Photo : Alain Barbero, du livre « Kinder der Poesie » (Kremayr & Scheriau, 2019) | Texte : Daniel Wisser | Traduction : Sylvie Barbero-Vibet

 

Énumération

« Il y a quatre choses, que nous devons dorénavant respecter », dit Mme  Lessigang, directrice de département, au directeur Dr Vegh juste au moment où le jeune gestionnaire Spring les croisa dans le couloir du bâtiment administratif. Spring, qui connaissait bien la directrice et ses énumérations sans fin, était soulagé de ne pas être l’interlocuteur de Mme Lessigang et accéléra le pas. « Tout d’abord… », continua la directrice. Spring ne savait que trop bien ce qui allait suivre : l’énumération ne dépassera jamais le premier point, car ce dernier serait lui-même divisé en quatre sous-points, qui ne seront jamais tous évoqués, car le premier des sous-points serait lui-même de nouveau divisé en quatre sous-points, et ainsi de suite. Lorsque Spring considéra qu’il était à une distance suffisante de Mme Lessigang, il s’approcha de la fenêtre donnant sur la cour intérieure et vit que le grand cerisier avait déjà commencé, mi-mars, sa floraison. « Il existe quatre saisons, qui sont belles », se dit Spring, « mais tous ne raffolent que du printemps ».

 


Interview de l’auteur

Que signifie la littérature pour toi ?
Daniel Wisser :
a) Elle est (devenue) mon métier, et jusqu’à présent, c’était un combat de 15 ans. Je fais donc comme la plupart et je me bats contre la peur d’être relégué.
b) La littérature est la seule chose qu’il nous reste pour décrire de nos jours la réalité. Toutes les autres options, en particulier le journalisme, ont été achetées par le capitalisme et ne représentent plus des sources d’information mais sont des outils de propagande.
c) Elle m’entoure depuis que je sais lire avec des textes que j’essaie de me rappeler, pour que je trouve quelque chose à dire à propos de sujets qui ne m’inspirent pas.

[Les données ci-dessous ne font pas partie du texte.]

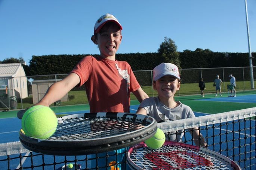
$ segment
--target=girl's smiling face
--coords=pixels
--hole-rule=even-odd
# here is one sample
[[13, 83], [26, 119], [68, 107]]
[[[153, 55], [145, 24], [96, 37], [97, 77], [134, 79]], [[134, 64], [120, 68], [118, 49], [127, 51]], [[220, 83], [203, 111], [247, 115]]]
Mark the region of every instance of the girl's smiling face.
[[160, 99], [173, 99], [174, 94], [179, 89], [181, 82], [178, 78], [173, 76], [167, 75], [162, 77], [154, 81], [153, 87], [157, 91]]

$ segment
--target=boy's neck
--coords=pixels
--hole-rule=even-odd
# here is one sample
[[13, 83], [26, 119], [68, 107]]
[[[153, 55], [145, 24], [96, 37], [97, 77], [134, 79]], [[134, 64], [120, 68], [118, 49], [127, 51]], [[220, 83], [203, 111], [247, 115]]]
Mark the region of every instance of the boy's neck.
[[100, 55], [99, 56], [100, 57], [102, 58], [105, 58], [106, 59], [108, 59], [108, 60], [112, 60], [112, 61], [115, 61], [115, 55], [112, 55], [111, 56], [103, 56], [102, 55]]
[[170, 97], [166, 99], [160, 99], [158, 96], [158, 98], [165, 106], [171, 109], [176, 108], [178, 105], [178, 103], [174, 100], [173, 97]]

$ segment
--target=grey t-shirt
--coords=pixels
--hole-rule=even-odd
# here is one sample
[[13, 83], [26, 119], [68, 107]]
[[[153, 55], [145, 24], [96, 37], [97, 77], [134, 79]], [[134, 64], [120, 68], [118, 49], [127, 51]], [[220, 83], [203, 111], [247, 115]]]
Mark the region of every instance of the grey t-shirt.
[[[158, 97], [150, 97], [143, 100], [139, 107], [144, 108], [146, 110], [147, 115], [155, 119], [157, 123], [170, 122], [176, 120], [194, 118], [195, 116], [190, 107], [183, 105], [179, 101], [176, 102], [179, 105], [173, 108], [169, 108], [164, 105]], [[183, 134], [183, 130], [179, 131], [180, 135], [171, 135], [175, 132], [170, 132], [168, 135], [167, 140], [181, 142]]]

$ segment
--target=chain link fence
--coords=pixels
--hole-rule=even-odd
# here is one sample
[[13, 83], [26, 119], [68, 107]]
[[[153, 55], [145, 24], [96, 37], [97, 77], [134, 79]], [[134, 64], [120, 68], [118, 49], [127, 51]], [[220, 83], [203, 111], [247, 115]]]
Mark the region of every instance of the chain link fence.
[[[254, 70], [254, 80], [256, 78], [255, 67], [254, 67], [253, 68]], [[230, 74], [232, 74], [235, 77], [237, 84], [236, 89], [237, 91], [252, 89], [250, 75], [250, 67], [249, 67], [184, 69], [180, 69], [179, 71], [182, 79], [181, 85], [179, 90], [176, 94], [176, 95], [195, 94], [200, 95], [200, 91], [198, 87], [198, 84], [201, 77], [203, 78], [206, 83], [206, 89], [204, 90], [205, 94], [215, 94], [215, 87], [213, 87], [213, 85], [217, 75], [219, 75], [219, 78], [223, 82], [221, 86], [222, 93], [228, 92], [227, 85], [229, 84], [230, 78], [228, 76]], [[153, 79], [152, 70], [134, 71], [133, 72], [142, 88], [149, 96], [157, 96], [157, 92], [153, 90], [152, 85]], [[29, 97], [25, 99], [17, 98], [18, 106], [15, 107], [14, 109], [16, 109], [16, 108], [18, 109], [27, 108], [33, 105], [33, 95], [37, 95], [33, 94], [33, 92], [32, 87], [34, 82], [39, 82], [43, 85], [50, 81], [53, 83], [60, 81], [67, 75], [68, 74], [61, 74], [27, 76], [28, 94]], [[255, 84], [255, 81], [254, 81]], [[11, 106], [12, 103], [13, 103], [13, 100], [11, 100], [12, 98], [8, 94], [8, 92], [11, 90], [9, 89], [7, 90], [5, 89], [0, 89], [0, 109], [2, 110], [13, 109], [13, 107], [11, 107]], [[37, 92], [40, 92], [40, 89], [37, 90]], [[44, 93], [46, 92], [45, 88], [44, 90], [45, 92], [41, 92], [41, 93]], [[83, 91], [83, 92], [81, 93], [79, 92], [80, 91]], [[75, 93], [74, 92], [75, 91], [78, 92]], [[69, 92], [68, 100], [71, 101], [75, 98], [76, 94], [82, 95], [81, 97], [85, 99], [83, 101], [82, 103], [77, 104], [83, 104], [87, 102], [84, 86], [82, 86], [79, 88], [75, 87], [71, 90], [71, 92]], [[43, 95], [43, 94], [41, 96]], [[132, 94], [131, 94], [131, 99], [136, 99], [136, 97]]]

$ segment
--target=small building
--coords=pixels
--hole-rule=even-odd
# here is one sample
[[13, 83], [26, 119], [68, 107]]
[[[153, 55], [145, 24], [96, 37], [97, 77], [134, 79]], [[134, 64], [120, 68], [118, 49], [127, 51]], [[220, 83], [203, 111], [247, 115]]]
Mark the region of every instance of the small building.
[[27, 78], [21, 63], [0, 64], [0, 91], [1, 95], [17, 99], [28, 97]]

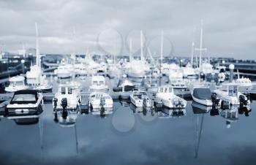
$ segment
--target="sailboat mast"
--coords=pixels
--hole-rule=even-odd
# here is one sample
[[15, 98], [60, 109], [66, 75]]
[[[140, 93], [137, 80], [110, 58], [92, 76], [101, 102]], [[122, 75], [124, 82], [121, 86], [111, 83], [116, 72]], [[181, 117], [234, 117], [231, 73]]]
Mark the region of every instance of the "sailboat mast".
[[200, 53], [199, 53], [199, 67], [202, 64], [202, 51], [203, 51], [203, 20], [201, 20], [201, 28], [200, 34]]
[[164, 47], [164, 32], [162, 31], [162, 33], [161, 33], [160, 73], [162, 72], [161, 67], [162, 67], [162, 63], [163, 47]]
[[35, 26], [36, 26], [36, 49], [37, 49], [36, 50], [36, 64], [37, 64], [37, 66], [41, 68], [40, 53], [39, 53], [39, 39], [38, 39], [38, 28], [37, 28], [37, 22], [35, 22]]
[[143, 34], [140, 31], [140, 60], [143, 59]]
[[195, 28], [193, 30], [193, 37], [192, 37], [192, 50], [191, 50], [191, 66], [193, 67], [194, 62], [194, 50], [195, 50]]
[[195, 48], [195, 50], [199, 51], [199, 68], [201, 67], [202, 64], [202, 53], [203, 51], [206, 51], [206, 48], [203, 47], [203, 20], [201, 20], [201, 28], [200, 28], [200, 47]]
[[131, 62], [132, 60], [132, 39], [129, 38], [129, 61]]

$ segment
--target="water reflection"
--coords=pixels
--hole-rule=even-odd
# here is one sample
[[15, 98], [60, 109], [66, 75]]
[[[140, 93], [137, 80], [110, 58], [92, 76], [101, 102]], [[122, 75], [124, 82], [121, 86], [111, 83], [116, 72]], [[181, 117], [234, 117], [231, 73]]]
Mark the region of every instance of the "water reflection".
[[[192, 102], [190, 106], [189, 102], [187, 110], [141, 110], [132, 107], [129, 101], [114, 104], [113, 113], [106, 115], [107, 118], [104, 120], [97, 118], [99, 114], [94, 115], [90, 111], [87, 114], [84, 112], [88, 108], [76, 111], [67, 110], [67, 116], [62, 111], [53, 113], [50, 104], [44, 105], [44, 112], [39, 116], [38, 122], [35, 121], [33, 124], [33, 120], [29, 121], [30, 119], [25, 119], [25, 123], [30, 123], [31, 126], [17, 126], [14, 119], [3, 118], [0, 121], [3, 137], [0, 139], [4, 140], [4, 137], [20, 136], [20, 140], [13, 145], [12, 144], [15, 139], [7, 138], [4, 141], [7, 145], [1, 147], [0, 151], [12, 155], [16, 153], [17, 150], [20, 151], [18, 148], [22, 146], [29, 146], [28, 148], [31, 150], [30, 154], [35, 157], [37, 161], [40, 159], [39, 152], [42, 153], [42, 164], [53, 164], [54, 162], [59, 162], [60, 159], [64, 162], [69, 158], [74, 161], [80, 160], [78, 164], [83, 164], [82, 161], [86, 162], [86, 160], [97, 164], [99, 162], [94, 161], [94, 156], [105, 156], [108, 150], [111, 151], [110, 154], [113, 155], [111, 156], [109, 154], [105, 156], [108, 157], [104, 157], [108, 163], [119, 164], [119, 160], [116, 163], [114, 161], [117, 158], [115, 156], [119, 154], [118, 156], [127, 158], [127, 160], [134, 158], [135, 155], [139, 156], [138, 160], [135, 159], [135, 163], [139, 164], [148, 162], [146, 161], [148, 159], [151, 160], [152, 155], [150, 152], [154, 153], [157, 158], [161, 158], [160, 155], [165, 153], [165, 157], [172, 154], [173, 157], [161, 163], [167, 164], [172, 161], [182, 163], [181, 159], [185, 155], [187, 160], [184, 159], [184, 164], [187, 164], [188, 162], [197, 164], [202, 160], [206, 163], [203, 158], [211, 160], [212, 154], [216, 154], [223, 159], [224, 155], [227, 154], [228, 150], [225, 148], [229, 148], [235, 142], [244, 145], [246, 142], [252, 142], [255, 137], [255, 134], [250, 131], [254, 127], [248, 127], [249, 125], [255, 123], [255, 120], [252, 120], [252, 117], [254, 117], [254, 114], [251, 113], [252, 110], [239, 106], [236, 108], [233, 107], [232, 110], [223, 110], [201, 107], [195, 102]], [[230, 112], [232, 115], [229, 114]], [[81, 115], [83, 113], [85, 115]], [[233, 126], [232, 129], [228, 131], [236, 134], [236, 136], [234, 134], [227, 133], [225, 128], [225, 122], [231, 117], [236, 117], [238, 120], [236, 126]], [[239, 120], [242, 118], [248, 120]], [[233, 123], [231, 122], [231, 125]], [[8, 131], [4, 131], [7, 129], [6, 128], [8, 128]], [[244, 141], [238, 132], [244, 132], [247, 137], [251, 137]], [[37, 139], [39, 135], [39, 139]], [[32, 140], [33, 146], [26, 142], [28, 139]], [[159, 139], [161, 140], [157, 140]], [[141, 146], [144, 148], [143, 152]], [[222, 152], [217, 150], [221, 150]], [[124, 153], [124, 150], [132, 152]], [[145, 153], [148, 155], [143, 156]], [[28, 158], [26, 155], [21, 156]], [[195, 159], [194, 157], [200, 158]], [[13, 158], [14, 156], [12, 157]]]

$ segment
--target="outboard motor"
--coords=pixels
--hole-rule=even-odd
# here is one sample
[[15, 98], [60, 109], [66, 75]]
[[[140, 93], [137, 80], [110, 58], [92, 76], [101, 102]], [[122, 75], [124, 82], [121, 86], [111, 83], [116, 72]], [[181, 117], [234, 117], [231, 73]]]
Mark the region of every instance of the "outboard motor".
[[211, 101], [212, 101], [212, 107], [216, 107], [219, 105], [219, 99], [217, 97], [217, 94], [216, 93], [212, 93], [211, 96]]
[[238, 113], [242, 115], [244, 113], [244, 115], [248, 117], [249, 113], [252, 112], [252, 110], [248, 110], [246, 107], [238, 107]]
[[143, 107], [147, 107], [147, 99], [146, 98], [144, 98], [143, 99]]
[[67, 98], [63, 98], [61, 99], [61, 106], [62, 106], [62, 108], [63, 108], [62, 118], [64, 119], [67, 119]]
[[105, 100], [104, 98], [100, 98], [100, 103], [99, 103], [99, 106], [103, 108], [104, 105], [106, 104], [106, 101]]
[[219, 110], [214, 107], [210, 111], [210, 115], [211, 116], [215, 116], [215, 115], [219, 115]]
[[223, 110], [230, 109], [230, 101], [222, 100], [220, 107]]
[[54, 105], [54, 109], [53, 110], [55, 111], [56, 107], [57, 107], [57, 102], [58, 102], [58, 99], [57, 98], [54, 98], [53, 99], [53, 105]]
[[244, 95], [239, 96], [240, 107], [248, 104], [248, 100], [245, 99]]

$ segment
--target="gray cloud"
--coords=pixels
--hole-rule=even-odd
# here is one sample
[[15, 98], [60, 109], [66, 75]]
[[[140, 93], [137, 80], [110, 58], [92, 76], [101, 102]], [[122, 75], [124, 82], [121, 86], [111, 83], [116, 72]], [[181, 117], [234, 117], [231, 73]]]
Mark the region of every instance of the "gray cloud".
[[[173, 43], [175, 55], [189, 55], [193, 29], [198, 45], [200, 21], [203, 19], [206, 56], [253, 59], [255, 5], [251, 0], [0, 1], [0, 43], [7, 50], [20, 49], [20, 42], [34, 47], [34, 25], [37, 21], [42, 53], [70, 53], [74, 45], [78, 53], [86, 52], [88, 47], [97, 51], [97, 35], [114, 28], [123, 39], [132, 30], [143, 29], [148, 39], [163, 30]], [[72, 40], [73, 26], [75, 42]], [[159, 54], [159, 44], [151, 49]]]

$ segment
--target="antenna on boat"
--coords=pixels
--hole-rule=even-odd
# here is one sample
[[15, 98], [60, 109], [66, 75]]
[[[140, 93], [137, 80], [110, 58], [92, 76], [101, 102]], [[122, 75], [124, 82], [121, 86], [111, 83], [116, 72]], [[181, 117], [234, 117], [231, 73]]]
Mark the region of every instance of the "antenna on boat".
[[[75, 43], [75, 26], [73, 26], [73, 42], [74, 43]], [[73, 50], [72, 50], [73, 53], [71, 54], [71, 58], [73, 59], [72, 68], [74, 69], [74, 72], [72, 72], [72, 80], [75, 81], [75, 53], [74, 46], [72, 47], [73, 47]]]
[[163, 53], [163, 47], [164, 47], [164, 32], [162, 31], [161, 32], [161, 57], [160, 57], [160, 73], [162, 73], [162, 53]]
[[40, 52], [39, 52], [39, 39], [38, 39], [38, 28], [37, 28], [37, 23], [34, 23], [36, 26], [36, 63], [37, 66], [39, 66], [41, 68], [41, 63], [40, 63]]
[[195, 158], [197, 158], [198, 156], [198, 151], [199, 151], [199, 146], [200, 146], [200, 141], [201, 139], [201, 134], [202, 134], [202, 129], [203, 129], [203, 119], [204, 119], [204, 113], [202, 114], [202, 118], [200, 123], [199, 123], [199, 115], [197, 115], [197, 120], [196, 123], [196, 136], [197, 139], [195, 141]]
[[203, 48], [203, 20], [201, 20], [201, 28], [200, 28], [200, 47], [199, 48], [195, 48], [195, 50], [198, 50], [199, 51], [199, 68], [201, 67], [201, 64], [202, 64], [202, 53], [203, 51], [206, 51], [207, 49], [206, 48]]
[[78, 131], [77, 131], [77, 126], [75, 123], [75, 149], [77, 152], [77, 155], [78, 155]]
[[140, 31], [140, 61], [143, 59], [143, 34]]
[[193, 30], [193, 37], [192, 37], [192, 50], [191, 50], [191, 66], [193, 67], [193, 61], [194, 61], [194, 50], [195, 50], [195, 28]]
[[131, 62], [131, 60], [132, 58], [132, 39], [131, 37], [129, 37], [129, 61]]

Que représentent les cafés pour toi ?
DW: Je préfère aller dans des cafés qui ne sont pas tendance, là où on peut s’asseoir dans un coin et écrire sans se faire remarquer. Je n’écris pas mes propres textes, mais simplement les conversations ou des extraits de ce que j’entends.

Pourquoi as-tu choisi le café Wortner ?
DW: Je l’aime bien parce qu’il n’est pas prétentieux. Il ne cherche ni à être moderne, ni rétro. Il est juste tel qu’il est. Et ça, c’est unique dans le 4ème arrondissement.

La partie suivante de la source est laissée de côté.